Pero a diferencia de mí, el Padre no se ha dado por vencido. No ha quitado el dedo del renglón, por decirlo de alguna manera. Dios sigue esperando a Israel. Dios sigue enviando sus bendiciones sobre su pueblo. Dios sigue instruyéndolos aún en su ignorancia. Dios sigue con su plan, y nada hará que desista de ello. 

Esa mañana estaba a punto de rendirme, pero el Padre me recordó cuántas veces él me ha esperado, me ha reprendido, me ha abrazado. No se ha dado por vencido aún cuando a ojos de muchos parezco “sin remedio”. Aún cuando para mí misma soy “un caso perdido”. 

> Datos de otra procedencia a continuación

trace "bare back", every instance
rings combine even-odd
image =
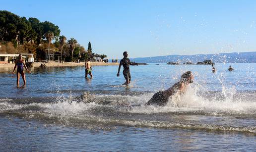
[[[90,61],[87,61],[85,63],[85,67],[87,69],[90,69],[91,68],[91,63]]]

Así que esa tarde volví a contar la historia del buen samaritano. Y así, día tras día repetí las mismas historias, enfaticé las mismas experiencias. Tal vez hoy ya no se trata de «no pegar», sino de «no mentir», y mañana será «no codiciar»,  y pasado mañana volveré al punto de «obedecer» u «obedecer de inmediato». Pero si Dios no se ha dado por vencido conmigo todos estos años, tampoco lo haré con mis hijos. 

¡Gracias a Dios por un Padre tan perfecto que aún espera a Israel con los brazos abiertos! A su tiempo, Israel volverá a Dios. A su tiempo, yo iré al abrazo del Padre. Y mi oración constante y persistente es que a su tiempo, mi hijo encuentre en Jesús a su Salvador.